Le processus d’imitation est crucial pour l’acquisition du langage et des comportements culturels. Des recherches(1) montrent que l’interaction sociale favorise cet apprentissage, suggérant que les circuits neuronaux dédiés aux comportements sociaux influencent également les mécanismes imitatifs. Le chant des pinsons zébrés juvéniles constitue un modèle idéal pour explorer ces interactions tuteur-élève. Nous avons ainsi étudié comment l’amygdale module la motivation sociale et la sélection du modèle de chant chez les mâles.
Soumis à deux tuteurs diffusant des motifs musicaux de durée et de fréquence distinctes, les oisillons sans lésion (non lésés) apprennent préférentiellement la chanson la plus longue, mais la moins fréquente, et se dirigent vers ce tuteur.
Après lésions excitotoxiques (2) de l’amygdale, la motivation sociale globale des élèves augmente, tandis que leur approche en réponse au chant devient moins sensible, surtout vis-à-vis du tuteur initialement préféré. Bien que les oiseaux amputés de la fonction amygdalienne conservent leur capacité à reproduire les sons entendus, la consistance de leur choix de tuteur s’effrite, témoignant d’une sélection plus aléatoire.
Enfin, le traçage neuronal révèle que l’amygdale zébrée se relie aux réseaux sociaux, sans connexion directe aux circuits dédiés au contrôle et à l’apprentissage du chant. Ces observations démontrent que l’amygdale régule spécifiquement la dimension sociale de l’imitation sans altérer la capacité de reproduction vocale.
Nous serions tentés de penser que de tels résultats pourraient indiquer une similitude dans le processus d’apprentissage chez l’humain. Toutefois, ils n’autorisent pas de conclusion directe selon laquelle l’apprentissage humain s’opèrerait exactement de la même manière que chez les pinsons zébrés. Ce, pour différentes raisons :
L’amygdale chez les oiseaux et chez les mammifères, y compris les humains, joue un rôle comparable dans le traitement des signaux sociaux et émotionnels. En cela, la modulation de la motivation sociale et de la sélection de modèles imitatifs pourrait relever d’un principe général de l’organisation cérébrale, présent chez de nombreuses espèces.
En revanche, la neuroanatomie avienne diffère en détail de celle du cerveau humain. Les réseaux de plasticité vocale chez les pinsons zébrés (le système de son) n’ont pas d’équivalent isotopique chez l’homme, dont l’apprentissage langagier implique des aires corticales tels que l’air de Broca, l’air de Wernicke et des circuits fronto-striés plus complexes.
L’imitation humaine intègre de multiples dimensions : langage articulé, gestes, expressions faciales, routines culturelles, etc. Elle fait intervenir non seulement des mécanismes instinctifs, mais aussi des processus métacognitifs, de théorie de l’esprit et d’apprentissage explicitement intentionnel.

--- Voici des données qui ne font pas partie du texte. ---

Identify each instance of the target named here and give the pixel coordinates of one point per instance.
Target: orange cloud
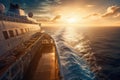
(113, 10)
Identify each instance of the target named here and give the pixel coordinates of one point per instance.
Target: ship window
(11, 33)
(16, 32)
(5, 35)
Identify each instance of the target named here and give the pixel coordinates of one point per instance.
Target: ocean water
(90, 53)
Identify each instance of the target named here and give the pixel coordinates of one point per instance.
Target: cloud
(113, 10)
(56, 18)
(90, 6)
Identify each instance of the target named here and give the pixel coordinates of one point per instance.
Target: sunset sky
(83, 12)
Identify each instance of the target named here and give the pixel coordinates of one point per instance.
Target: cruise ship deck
(44, 66)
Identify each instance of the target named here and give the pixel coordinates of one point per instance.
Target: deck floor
(43, 65)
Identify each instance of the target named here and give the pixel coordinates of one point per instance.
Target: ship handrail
(59, 63)
(10, 16)
(28, 48)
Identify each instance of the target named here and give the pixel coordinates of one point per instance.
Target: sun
(71, 20)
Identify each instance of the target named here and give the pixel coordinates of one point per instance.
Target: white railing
(10, 16)
(59, 63)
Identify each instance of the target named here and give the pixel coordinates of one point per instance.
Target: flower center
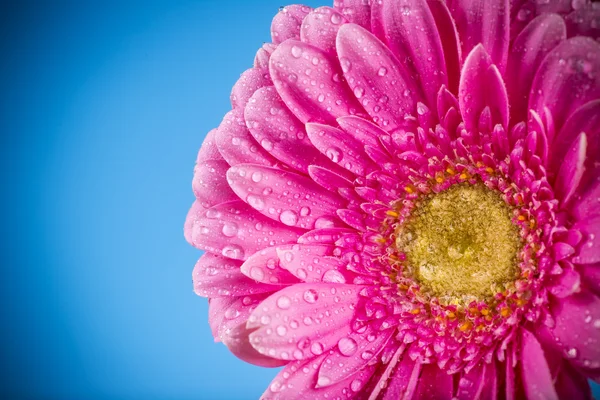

Les circuits (neurones miroirs) du cortex prémoteur et pariétal chez l’humain parachèvent vraisemblablement le rôle de l’amygdale, en fournissant une représentation interne des actions d’autrui et en guidant la reproduction motrice.
Ce travail de recherche éclaire un principe général : l’interaction sociale module la sélection et la motivation dans l’imitation. Chez l’humain, on retrouve cet invariant : un enfant apprendra plus volontiers d’un adulte qui suscite son intérêt émotionnel et social.
On peut donc formuler l’hypothèse que, chez l’humain, l’amygdale et ses connexions cortico-limbiques interviennent pour pondérer l’attention et l’engagement envers un modèle, mais non pas que la lésion de cette structure conduirait, chez l’homme, à des effets identiques à ceux observés chez les oiseaux.
- Amygdala regulates social motivation for selective vocal imitation in zebra finches – Tomoko G. Fujii and Masashi Tanaka – JNEUROSCI.2435-24.2025
- Une lésion excitotoxique a pour but d’exploiter la toxicité de la glutamate en vue de provoquer la mort ciblée de neurones. Ce procédé, constitue un outil puissant permettant de comprendre le rôle des noyaux cérébraux aux fonctions cognitives et comportementales, tout en minimisant les dégâts collatéraux sur les fibres se situant dans l’axe.